Commit Capabilities - atomic cross shard communication

Not my area historically, likely missed some conversation, but was motivated to start compiling the chaotic wide spread disucssion, and to surface some things I liked about other languages but couldn’t find in discussions. Credits to Dean for CT “motivational” tweet, getting more people to look at solving problems. Try it yourself some time, it’s fun ;).

Atomic cross-shard transactions

Problem: shards are isolated, but transactions are meant to either execute fully, or not at all.

Also referred to as “Train and hotel problem”.

Problem extension: If you take an approach where you “reserve” (lock) some resource, how do you:

  • Speed up the unlocking.
    • Instant case = synchronous cross-shard transactions
  • Avoid blocking other actions that could have proceeded.
    • Design of locking and/or nonces
  • Allow out-of-order transactions, fundamental to a fee market (nothing to outbid otherwise)

Existing approaches

In no particular order:

  • Receipts
    1. Basic non-atomic approach: first half on A, produce a receipt, continue on B.
      • “Already consumed receipt IDs” need to be tracked for replay protection, even though it’s otherwise a stateless system.
      • Receipts can be processed out of order
    2. Sequential receipts:
      • easy Replay protection
      • small state representation of shard A -> shard B receipt status.
      • every shard A maintains in its state, for every other shard B, two values:
        • (i) the nonce of the next receipt that will be sent from A to B
        • (ii) the nonce of the next receipt that will be received from B to A.
      • DOS problem (everyone direct to a single shard) affected with fee adjustments.
      • Non-standard state => witness problems => no direct effects. But work around is like “in order to include one of your own transactions, you must also provide witnesses for a cross-shard receipt that is in the queue”
      • Comment from Dankrad:

        One disadvantage of rate-limiting is that then, there are no guarantees that receipts will be received in any finite amount of time, which makes potential locking mechanisms more difficult to design. The effect of that could be reduced if the sending shard had a way to check consumption of a receipt. I guess that could be done by keeping receipt counters on the beacon chain.

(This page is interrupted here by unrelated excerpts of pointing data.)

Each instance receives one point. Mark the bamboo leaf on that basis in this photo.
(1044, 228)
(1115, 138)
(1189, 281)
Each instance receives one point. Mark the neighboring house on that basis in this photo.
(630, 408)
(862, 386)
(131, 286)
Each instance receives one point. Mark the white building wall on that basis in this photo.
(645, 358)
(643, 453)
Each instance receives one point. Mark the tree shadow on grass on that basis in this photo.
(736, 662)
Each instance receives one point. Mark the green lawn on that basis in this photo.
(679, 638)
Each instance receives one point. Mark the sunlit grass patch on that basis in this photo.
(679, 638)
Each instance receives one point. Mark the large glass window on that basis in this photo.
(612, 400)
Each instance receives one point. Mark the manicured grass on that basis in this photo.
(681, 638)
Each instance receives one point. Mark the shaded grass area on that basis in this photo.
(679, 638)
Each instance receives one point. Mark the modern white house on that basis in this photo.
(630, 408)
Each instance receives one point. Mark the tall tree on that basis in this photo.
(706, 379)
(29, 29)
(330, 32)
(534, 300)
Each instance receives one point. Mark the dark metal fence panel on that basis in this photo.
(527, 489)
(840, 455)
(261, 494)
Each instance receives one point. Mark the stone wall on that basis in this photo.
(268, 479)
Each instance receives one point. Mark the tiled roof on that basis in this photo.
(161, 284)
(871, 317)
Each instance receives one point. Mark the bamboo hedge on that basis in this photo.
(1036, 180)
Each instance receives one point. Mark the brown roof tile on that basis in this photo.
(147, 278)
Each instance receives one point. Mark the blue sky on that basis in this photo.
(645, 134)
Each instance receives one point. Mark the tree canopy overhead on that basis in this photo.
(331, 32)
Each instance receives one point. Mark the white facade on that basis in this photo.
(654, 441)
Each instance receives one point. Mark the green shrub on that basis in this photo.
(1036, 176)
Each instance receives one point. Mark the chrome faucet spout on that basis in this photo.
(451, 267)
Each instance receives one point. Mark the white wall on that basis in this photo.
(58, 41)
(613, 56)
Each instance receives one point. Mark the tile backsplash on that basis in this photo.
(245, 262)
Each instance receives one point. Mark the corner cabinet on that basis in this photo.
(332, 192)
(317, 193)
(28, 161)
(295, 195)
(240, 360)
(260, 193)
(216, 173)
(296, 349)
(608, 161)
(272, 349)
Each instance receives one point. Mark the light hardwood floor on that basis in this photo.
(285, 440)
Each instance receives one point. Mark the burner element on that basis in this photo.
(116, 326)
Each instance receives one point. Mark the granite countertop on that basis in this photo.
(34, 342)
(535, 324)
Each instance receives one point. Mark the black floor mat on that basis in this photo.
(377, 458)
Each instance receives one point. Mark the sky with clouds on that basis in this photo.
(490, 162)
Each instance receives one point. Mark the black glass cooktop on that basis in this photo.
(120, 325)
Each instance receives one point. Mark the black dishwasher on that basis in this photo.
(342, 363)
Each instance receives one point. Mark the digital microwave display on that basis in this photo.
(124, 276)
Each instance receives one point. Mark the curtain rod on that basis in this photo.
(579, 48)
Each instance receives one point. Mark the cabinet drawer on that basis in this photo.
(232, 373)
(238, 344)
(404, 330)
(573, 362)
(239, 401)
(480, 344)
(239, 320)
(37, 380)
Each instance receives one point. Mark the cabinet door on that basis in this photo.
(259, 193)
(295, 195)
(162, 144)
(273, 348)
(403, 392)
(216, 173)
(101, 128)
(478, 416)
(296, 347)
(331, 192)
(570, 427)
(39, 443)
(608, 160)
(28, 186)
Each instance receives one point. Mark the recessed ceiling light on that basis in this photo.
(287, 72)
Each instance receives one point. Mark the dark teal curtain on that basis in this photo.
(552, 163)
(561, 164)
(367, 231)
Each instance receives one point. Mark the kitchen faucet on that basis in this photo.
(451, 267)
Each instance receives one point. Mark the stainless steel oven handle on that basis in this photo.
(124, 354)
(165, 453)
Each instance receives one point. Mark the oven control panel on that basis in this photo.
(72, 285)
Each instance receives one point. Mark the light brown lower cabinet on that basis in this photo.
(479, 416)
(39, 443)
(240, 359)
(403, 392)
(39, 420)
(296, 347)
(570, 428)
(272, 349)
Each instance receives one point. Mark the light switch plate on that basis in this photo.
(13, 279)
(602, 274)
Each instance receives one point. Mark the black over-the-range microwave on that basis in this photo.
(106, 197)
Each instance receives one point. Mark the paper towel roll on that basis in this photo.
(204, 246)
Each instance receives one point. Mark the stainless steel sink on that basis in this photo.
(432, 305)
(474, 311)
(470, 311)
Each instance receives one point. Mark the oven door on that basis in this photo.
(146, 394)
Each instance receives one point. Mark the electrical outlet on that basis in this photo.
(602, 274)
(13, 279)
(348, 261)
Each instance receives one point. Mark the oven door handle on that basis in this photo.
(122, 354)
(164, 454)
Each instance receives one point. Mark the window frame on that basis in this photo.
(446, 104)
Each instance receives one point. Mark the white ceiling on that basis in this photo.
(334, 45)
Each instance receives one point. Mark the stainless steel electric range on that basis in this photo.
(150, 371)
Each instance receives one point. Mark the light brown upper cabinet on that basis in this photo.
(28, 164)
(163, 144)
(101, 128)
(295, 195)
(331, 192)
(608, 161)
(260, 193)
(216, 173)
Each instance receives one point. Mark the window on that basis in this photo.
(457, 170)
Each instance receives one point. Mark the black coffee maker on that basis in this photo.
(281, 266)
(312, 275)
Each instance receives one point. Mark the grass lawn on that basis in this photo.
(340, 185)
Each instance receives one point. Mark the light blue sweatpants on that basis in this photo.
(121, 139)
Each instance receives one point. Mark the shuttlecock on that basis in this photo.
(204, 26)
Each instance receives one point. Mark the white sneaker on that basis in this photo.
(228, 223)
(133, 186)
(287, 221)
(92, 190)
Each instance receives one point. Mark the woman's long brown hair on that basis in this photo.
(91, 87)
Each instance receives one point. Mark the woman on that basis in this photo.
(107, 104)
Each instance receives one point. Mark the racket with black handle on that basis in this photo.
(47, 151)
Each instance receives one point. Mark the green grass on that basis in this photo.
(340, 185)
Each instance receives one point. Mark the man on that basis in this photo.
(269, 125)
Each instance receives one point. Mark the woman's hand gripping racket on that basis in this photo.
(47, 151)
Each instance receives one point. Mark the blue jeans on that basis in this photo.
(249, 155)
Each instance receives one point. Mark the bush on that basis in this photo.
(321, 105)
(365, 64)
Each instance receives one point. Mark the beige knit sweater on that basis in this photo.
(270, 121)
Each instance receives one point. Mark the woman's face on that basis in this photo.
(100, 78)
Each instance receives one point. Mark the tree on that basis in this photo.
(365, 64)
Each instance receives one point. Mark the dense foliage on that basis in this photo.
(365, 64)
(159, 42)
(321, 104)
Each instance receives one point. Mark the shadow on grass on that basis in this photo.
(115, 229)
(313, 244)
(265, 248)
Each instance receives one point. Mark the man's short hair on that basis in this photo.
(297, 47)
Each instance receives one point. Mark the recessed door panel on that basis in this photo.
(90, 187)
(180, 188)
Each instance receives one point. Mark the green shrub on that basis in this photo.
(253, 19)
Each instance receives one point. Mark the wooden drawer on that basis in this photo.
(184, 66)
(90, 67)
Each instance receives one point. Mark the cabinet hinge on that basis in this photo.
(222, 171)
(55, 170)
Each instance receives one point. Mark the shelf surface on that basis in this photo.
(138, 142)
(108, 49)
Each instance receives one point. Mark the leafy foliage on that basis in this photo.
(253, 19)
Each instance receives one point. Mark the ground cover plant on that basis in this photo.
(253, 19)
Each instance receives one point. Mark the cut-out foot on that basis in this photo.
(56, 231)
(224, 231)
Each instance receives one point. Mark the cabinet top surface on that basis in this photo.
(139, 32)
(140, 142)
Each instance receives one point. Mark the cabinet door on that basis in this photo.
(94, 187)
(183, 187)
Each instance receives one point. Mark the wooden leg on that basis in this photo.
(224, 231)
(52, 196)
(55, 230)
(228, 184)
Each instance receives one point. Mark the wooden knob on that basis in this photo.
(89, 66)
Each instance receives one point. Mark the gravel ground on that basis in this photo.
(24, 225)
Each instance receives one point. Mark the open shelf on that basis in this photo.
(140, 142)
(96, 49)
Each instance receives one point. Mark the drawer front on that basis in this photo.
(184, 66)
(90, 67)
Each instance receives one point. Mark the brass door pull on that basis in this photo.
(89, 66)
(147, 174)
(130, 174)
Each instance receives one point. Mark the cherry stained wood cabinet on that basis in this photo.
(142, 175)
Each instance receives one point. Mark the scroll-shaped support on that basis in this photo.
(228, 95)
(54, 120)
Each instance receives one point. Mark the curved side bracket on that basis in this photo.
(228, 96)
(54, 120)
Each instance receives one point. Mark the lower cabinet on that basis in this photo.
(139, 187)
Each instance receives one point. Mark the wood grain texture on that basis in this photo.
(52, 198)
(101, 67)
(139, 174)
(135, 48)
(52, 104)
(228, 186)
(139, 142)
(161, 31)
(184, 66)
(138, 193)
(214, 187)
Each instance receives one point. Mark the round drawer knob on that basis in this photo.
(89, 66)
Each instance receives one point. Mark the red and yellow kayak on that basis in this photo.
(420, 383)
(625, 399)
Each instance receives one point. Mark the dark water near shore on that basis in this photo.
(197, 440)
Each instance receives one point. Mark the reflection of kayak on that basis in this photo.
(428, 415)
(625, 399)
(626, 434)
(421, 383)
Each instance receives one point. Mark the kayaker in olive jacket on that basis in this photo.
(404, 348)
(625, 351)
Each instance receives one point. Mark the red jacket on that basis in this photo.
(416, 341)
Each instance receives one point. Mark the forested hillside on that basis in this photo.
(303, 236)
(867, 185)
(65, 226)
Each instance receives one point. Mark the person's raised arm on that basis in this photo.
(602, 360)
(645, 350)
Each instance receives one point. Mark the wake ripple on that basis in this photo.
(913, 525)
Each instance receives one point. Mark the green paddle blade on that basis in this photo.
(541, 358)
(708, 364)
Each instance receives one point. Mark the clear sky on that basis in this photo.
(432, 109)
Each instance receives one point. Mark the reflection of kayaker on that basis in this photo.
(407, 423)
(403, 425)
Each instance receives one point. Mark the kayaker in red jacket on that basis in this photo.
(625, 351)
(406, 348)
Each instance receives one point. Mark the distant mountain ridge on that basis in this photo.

    3. Sequential receipts with bitfields. (Will?)
  • Message passing
    • Beacon chain overhead, scaling limit. Fits better with CBC.
    • Affects fork-choice, needs to detect and disallow conflicting messages
  • Contract yanking
    • In general, it’s a bad idea from a usability perspective for a contract that could be of interest to many users to be yankable, as yanking makes the contract unusable until it gets reinstantiated in the target_shard. For these two reasons, the most likely workflow will be for contracts to have behavior similar to the hotel room above, where the contract separates out the state related to individual interactions so that it can be moved between shards separately.

      • Same problem as locking, just nicer semantics if not talking about many simulatenous same-resource users.
  • Merge blocks
    • “either both blocks are part of the final chain or neither are”
    • Fuzzy shard responsibilities / requirements, and light client for single shard is affected.
  • Leader shards (Merge blocks discussion)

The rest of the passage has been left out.